From 30ecc05a526b11f4eeec08ee96dd763b6f5770f1 Mon Sep 17 00:00:00 2001
From: Benjamin Graillot <graillot@crans.org>
Date: Fri, 8 Jan 2021 14:48:55 +0100
Subject: [PATCH] [bird] Use bird instead of quagga
---
plays/firewall.yml | 22 +++++----
roles/bird/tasks/main.yml | 25 ++++++++++
roles/bird/templates/bird/bird.conf.j2 | 45 ++++++++++++++++++
roles/bird/templates/bird/bird6.conf.j2 | 45 ++++++++++++++++++
roles/quagga/tasks/main.yml | 49 --------------------
roles/quagga/templates/quagga/bgpd.conf.j2 | 16 -------
roles/quagga/templates/quagga/daemons.j2 | 28 -----------
roles/quagga/templates/quagga/debian.conf.j2 | 25 ----------
roles/quagga/templates/quagga/zebra.conf.j2 | 11 -----
9 files changed, 127 insertions(+), 139 deletions(-)

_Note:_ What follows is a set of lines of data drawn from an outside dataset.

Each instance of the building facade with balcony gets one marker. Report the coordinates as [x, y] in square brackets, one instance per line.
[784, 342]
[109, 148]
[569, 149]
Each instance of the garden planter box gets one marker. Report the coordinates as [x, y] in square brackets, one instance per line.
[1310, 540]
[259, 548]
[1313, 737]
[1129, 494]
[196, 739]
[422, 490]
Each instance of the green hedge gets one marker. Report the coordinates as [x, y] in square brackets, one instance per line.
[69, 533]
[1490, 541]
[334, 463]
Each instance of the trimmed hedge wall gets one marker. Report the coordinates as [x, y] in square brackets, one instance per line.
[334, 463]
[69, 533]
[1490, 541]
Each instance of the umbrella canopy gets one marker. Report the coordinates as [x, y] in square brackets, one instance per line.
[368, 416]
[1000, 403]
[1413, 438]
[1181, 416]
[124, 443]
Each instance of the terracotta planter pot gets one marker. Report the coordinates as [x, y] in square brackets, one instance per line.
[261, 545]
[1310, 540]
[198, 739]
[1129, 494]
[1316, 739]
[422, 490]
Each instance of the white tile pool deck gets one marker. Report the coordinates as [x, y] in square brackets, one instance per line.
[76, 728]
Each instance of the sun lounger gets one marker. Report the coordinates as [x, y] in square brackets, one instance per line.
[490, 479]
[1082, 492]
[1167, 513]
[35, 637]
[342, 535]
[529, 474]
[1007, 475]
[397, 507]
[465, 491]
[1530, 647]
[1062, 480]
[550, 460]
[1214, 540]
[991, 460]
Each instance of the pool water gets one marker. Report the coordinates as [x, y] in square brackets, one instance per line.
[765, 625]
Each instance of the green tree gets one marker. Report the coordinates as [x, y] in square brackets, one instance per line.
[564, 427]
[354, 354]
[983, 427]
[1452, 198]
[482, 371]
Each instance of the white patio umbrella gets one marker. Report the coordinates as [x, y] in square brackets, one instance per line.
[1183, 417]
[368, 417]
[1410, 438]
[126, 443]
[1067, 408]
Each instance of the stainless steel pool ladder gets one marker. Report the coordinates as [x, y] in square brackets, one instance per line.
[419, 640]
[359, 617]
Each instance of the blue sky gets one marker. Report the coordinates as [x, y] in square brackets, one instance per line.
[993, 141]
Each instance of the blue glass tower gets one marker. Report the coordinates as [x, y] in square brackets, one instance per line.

create mode 100644 roles/bird/tasks/main.yml
create mode 100644 roles/bird/templates/bird/bird.conf.j2
create mode 100644 roles/bird/templates/bird/bird6.conf.j2
delete mode 100644 roles/quagga/tasks/main.yml
delete mode 100644 roles/quagga/templates/quagga/bgpd.conf.j2
delete mode 100644 roles/quagga/templates/quagga/daemons.j2
delete mode 100644 roles/quagga/templates/quagga/debian.conf.j2
delete mode 100644 roles/quagga/templates/quagga/zebra.conf.j2
diff --git a/plays/firewall.yml b/plays/firewall.yml
index 0eebfa20..0c24699c 100755
--- a/plays/firewall.yml
+++ b/plays/firewall.yml
@@ -38,19 +38,21 @@
roles:
- firewall
-# Deploy BGP server configuration on IPv4 routers
+# Deploy BGP server configuration on routers
- hosts: crans_routeurs
vars:
- zebra:
- password: "{{ vault_zebra_password }}"
bgp:
as: 204515
- router_id_v4: 158.255.113.73
- network_v4: 185.230.76.0/22
- neighbor_v4: 158.255.113.72
- router_id_v6: 138.231.136.200
- network_v6: 2a0c:700::/32
- neighbor_v6: 2001:1b48:2:103::bb:1
remote_as: 8218
+ ipv4:
+ router_id: 158.255.113.73
+ bind_address: 158.255.113.73
+ network: 185.230.76.0/22
+ neighbor: 158.255.113.72
+ ipv6:
+ router_id: 185.230.79.62
+ bind_address: 2001:1b48:2:103::bb:2
+ network: 2a0c:700::/32
+ neighbor: 2001:1b48:2:103::bb:1
roles:
- - quagga
+ - bird
diff --git a/roles/bird/tasks/main.yml b/roles/bird/tasks/main.yml
new file mode 100644
index 00000000..6315e8fc
--- /dev/null
+++ b/roles/bird/tasks/main.yml
@@ -0,0 +1,25 @@
+---
+- name: Install BIRD
+ apt:
+ update_cache: true
+ name:
+ - bird
+ register: apt_result
+ retries: 3
+ until: apt_result is succeeded
+
+- name: Deploy bird configuration
+ template:
+ src: bird/bird.conf.j2
+ dest: /etc/bird/bird.conf
+ mode: 0640
+ owner: bird
+ group: bird
+
+- name: Deploy bird6 configuration
+ template:
+ src: bird/bird6.conf.j2
+ dest: /etc/bird/bird6.conf
+ mode: 0640
+ owner: bird
+ group: bird
diff --git a/roles/bird/templates/bird/bird.conf.j2 b/roles/bird/templates/bird/bird.conf.j2
new file mode 100644
index 00000000..ae6cb106
--- /dev/null
+++ b/roles/bird/templates/bird/bird.conf.j2
@@ -0,0 +1,45 @@
+{{ ansible_header | comment }}
+
+# This is a minimal configuration file, which allows the bird daemon to start
+# but will not cause anything else to happen.
+#
+# Please refer to the documentation in the bird-doc package or BIRD User's
+# Guide on http://bird.network.cz/ for more information on configuring BIRD and
+# adding routing protocols.
+
+# Change this into your BIRD router ID. It's a world-wide unique identification
+# of your router, usually one of router's IPv4 addresses.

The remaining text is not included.